Hudson also has a task-scanner plugin that will display a count of your TODO and FIXMEs, as well as show where they are in the source files.

All are integrated with Maven 1.x in our case and tied into Hudson, which runs our builds on check-in as well as extra things nightly and weekly. Hudson trend graphs our JUnit tests, coverage, findbugs, as well as open tasks. There is also a Hudson plugin that reports and graphs our compile warnings. We also have several performance tests with their own graphs of performance and memory use over time using the Hudson plots plugin as well.

Joshua McKinnon
+5  A: 

All of the following we use and integrate easiy in both our Maven 2.x builds and Eclipse/RAD 7:

  • Testing - JUnit/TestNG
  • Code analysis - FindBugs, PMD
  • Code coverage - Clover

In addition, in our Maven builds we have:

  • JDepend
  • Tag checker (TODO, FIXME, etc)

Furthermore, if you're using Maven 2.x, CodeHaus has a collection of handy Maven plugins in their Mojo project.

Note: Clover has out-of-the-box integration with the Bamboo CI server (since they're both Atlassian products). There are also Bamboo plugins for FindBugs, PMD, and CheckStyle but, as noted, the free Hudson CI server has those too.

Brian Laframboise
+20  A: 
Greg Mattes
wow, pretty detailed answer.thanks for sharing. i am going to emulate your practices into my coding practices.
+1  A: 

I've had good luck with Cobertura. It's a code coverage tool which can be executed via your ant script as part of your normal build and can be integrated into Hudson.

+4  A: 

I use the static analysis built into IntelliJ IDEA. Perfect integration.

I use the code coverage built into Intellij IDEA (based on EMMA). Again, perfect integration.

This integrated solution is reliable, powerful, and easy-to-use compared to piecing together tools from various vendors.

Steve McLeod
+1  A: 

Our team use PMD and Cobertura, actually our projects are maven projects and there is very simple to include plug ins for code analysis. The real question would be for specific project which analysis you need to use, my opinion is that it's you couldn't use the same plugins for each project.

+7  A: 

I use a combination of Cobertura, Checkstyle, (Ecl)Emma and Findbugs.

EclEmma is an awesome Eclipse plugin that shows the code coverage by coloring the java source in the editor (screenshot) - the coverage is generated by running a JUnit test. This is really useful when you are trying to figure out which lines are covered in a particular class, or if you want to see just which lines are covered by a single test. This is much more user friendly and useful than generating a report and then looking through the report to see which classes have low coverage.

The Checkstyle and Findbugs Eclipse plugins are also useful, they generate warnings in the editor as you type.

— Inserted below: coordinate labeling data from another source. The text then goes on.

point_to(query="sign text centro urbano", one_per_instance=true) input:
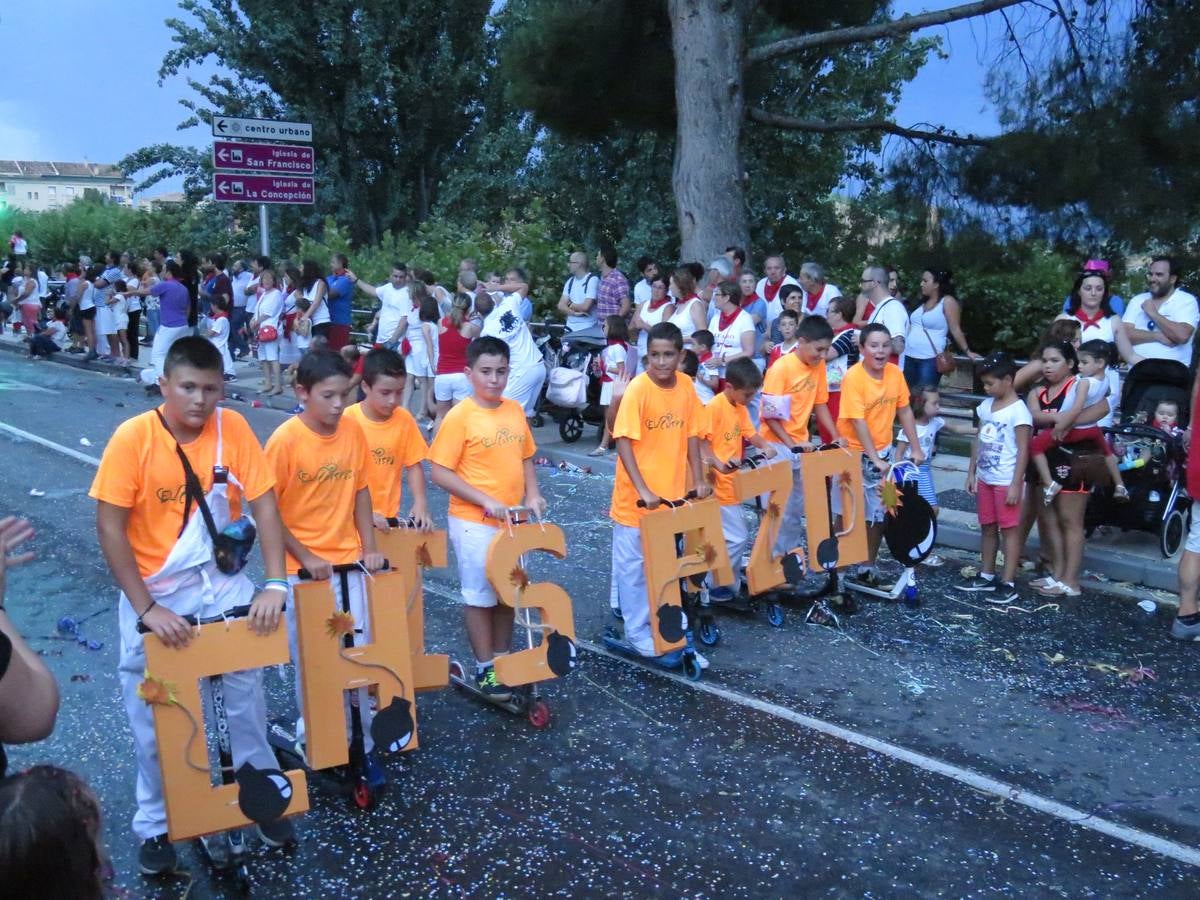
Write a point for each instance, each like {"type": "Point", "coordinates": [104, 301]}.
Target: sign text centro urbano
{"type": "Point", "coordinates": [229, 187]}
{"type": "Point", "coordinates": [227, 126]}
{"type": "Point", "coordinates": [277, 159]}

Maven2 has report plugins that work with the above tools to generate reports at build time. We use this to get overall project reports, which are more useful when you want aggregate numbers. These are generated by our CI builds, which run using Continuum.

Ken Liu
wow @ EclEmma! I knew about Emma, but integrated right into Eclipse? That rules.
Joshua McKinnon
Continuum sucks, Hudson rules.
Ken Liu

i have an article on findbugs


in our project we use Sonar in front of checkstyle, pmd.... together with the CI (Bamboo, Hudson) we get also a nice history of our source quality and what directing we go. I do like Sonar, because you one central tool in the CI Stack that does it for you, and you can easy customize the rules for each project.